El jueves 11 de junio de 1931, en el diario El Sol, don Blas Infante hace unas declaraciones donde afirmaba que «todo latifundio andaluz es ilegal en su origen, y tenemos que devolver al campesino andaluz la tierra que le fue arrebatada por derecho de conquista. Mire a Europa: en el siglo XIX, quince naciones monárquicas hicieron la reforma territorial y no sucedió nada».

Muchas veces don José escribiría artículos en el diario «Sol».
A través de los Centros Andaluces primero y de las Juntas Liberalista más tarde, nuestro paisano, don José Rodríguez Escobar promociona Andalucía como unidad distinta y viva; un pueblo debe ser culto e ingenioso, trata de conseguir su liberación por medio de la fuerza cultural y renovadora. En gran parte de las actividades motivadas desde estas entidades, sus publicaciones, sus charlas y llamadas, se intenta conseguir la deseada concienciación del pueblo andaluz

Don José Rodríguez Escobar, ante la inoperancia gubernamental, quería la reforma de la agricultura por decreto, y como su compañero y amigo don Blas Infante dice en la página 50 de la obra citada más arriba: «porque mientras los conejos discuten, llegan los perros».

La oposición de fuerzas reformistas de izquierda y partidos de derecha, sumada a la ausencia de un partido fuerte que le apoyara, provocó el boicot a este esperanzador proyecto, por el que tanto se esforzó don José Rodríguez Escobar.

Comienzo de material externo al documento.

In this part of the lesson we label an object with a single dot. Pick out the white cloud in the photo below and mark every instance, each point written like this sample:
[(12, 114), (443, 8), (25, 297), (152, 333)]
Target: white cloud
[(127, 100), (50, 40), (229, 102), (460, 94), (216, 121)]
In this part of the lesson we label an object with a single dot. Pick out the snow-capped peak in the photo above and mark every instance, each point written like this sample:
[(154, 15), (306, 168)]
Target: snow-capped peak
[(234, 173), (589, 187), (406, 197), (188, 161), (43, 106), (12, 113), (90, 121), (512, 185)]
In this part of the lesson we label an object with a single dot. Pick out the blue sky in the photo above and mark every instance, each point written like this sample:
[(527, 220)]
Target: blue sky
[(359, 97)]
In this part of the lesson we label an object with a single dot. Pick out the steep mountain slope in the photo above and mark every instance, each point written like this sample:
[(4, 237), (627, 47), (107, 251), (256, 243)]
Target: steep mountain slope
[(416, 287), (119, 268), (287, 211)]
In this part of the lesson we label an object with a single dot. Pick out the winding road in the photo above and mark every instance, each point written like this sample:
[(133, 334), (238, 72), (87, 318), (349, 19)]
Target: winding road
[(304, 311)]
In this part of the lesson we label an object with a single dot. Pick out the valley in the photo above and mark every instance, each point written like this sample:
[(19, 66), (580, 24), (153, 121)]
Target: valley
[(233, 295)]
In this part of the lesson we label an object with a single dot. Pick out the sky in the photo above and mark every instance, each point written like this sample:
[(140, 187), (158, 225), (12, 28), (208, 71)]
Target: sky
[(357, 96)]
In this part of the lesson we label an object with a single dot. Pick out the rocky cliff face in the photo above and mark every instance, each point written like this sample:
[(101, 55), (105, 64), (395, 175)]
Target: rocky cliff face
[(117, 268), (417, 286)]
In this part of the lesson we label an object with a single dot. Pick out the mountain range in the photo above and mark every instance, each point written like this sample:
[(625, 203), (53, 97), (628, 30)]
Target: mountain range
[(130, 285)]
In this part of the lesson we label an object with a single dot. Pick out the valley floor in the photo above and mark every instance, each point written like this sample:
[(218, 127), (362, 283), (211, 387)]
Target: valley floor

El jueves 4 de junio de 1931 se convocan elecciones para las Cortes Constituyentes. Por la provincia de Sevilla se presentan cinco candidaturas: republicano-socialista con don Diego Martínez Barrios a la cabeza (por cierto, este señor estuvo algunas veces por Fuentes en compañía de su amigo don Manuel Muñoz Conde). La lista radical-socialista con Victoria Kent. La de Acción Nacional con Bullejos y Adame y la lista Republicana Revolucionaria Federal Andalucista, apoyada por don José Rodríguez Escobar. Éste trabajaba en la campaña electoral, e incluso uno de los candidatos, Rexach, sobrevoló Fuentes en una pequeña avioneta, arrojando octavillas en las que se incitaba a los campesinos fontaniegos a tomar la tierra. La lista la encabezaban don Ramón Franco, don Blas Infante, don Pascual Carrión, don José A. Balbotín y don Pedro Vallina -este último era médico y lo apoyaban mucho los anarquistas-. El resultado fue la victoria de la lista encabezada por don Diego Martínez Barrios, que en Fuentes barrió a las demás; y en segundo lugar, la Republicana Revolucionaria F.A., que en Fuentes también fue la segunda votada.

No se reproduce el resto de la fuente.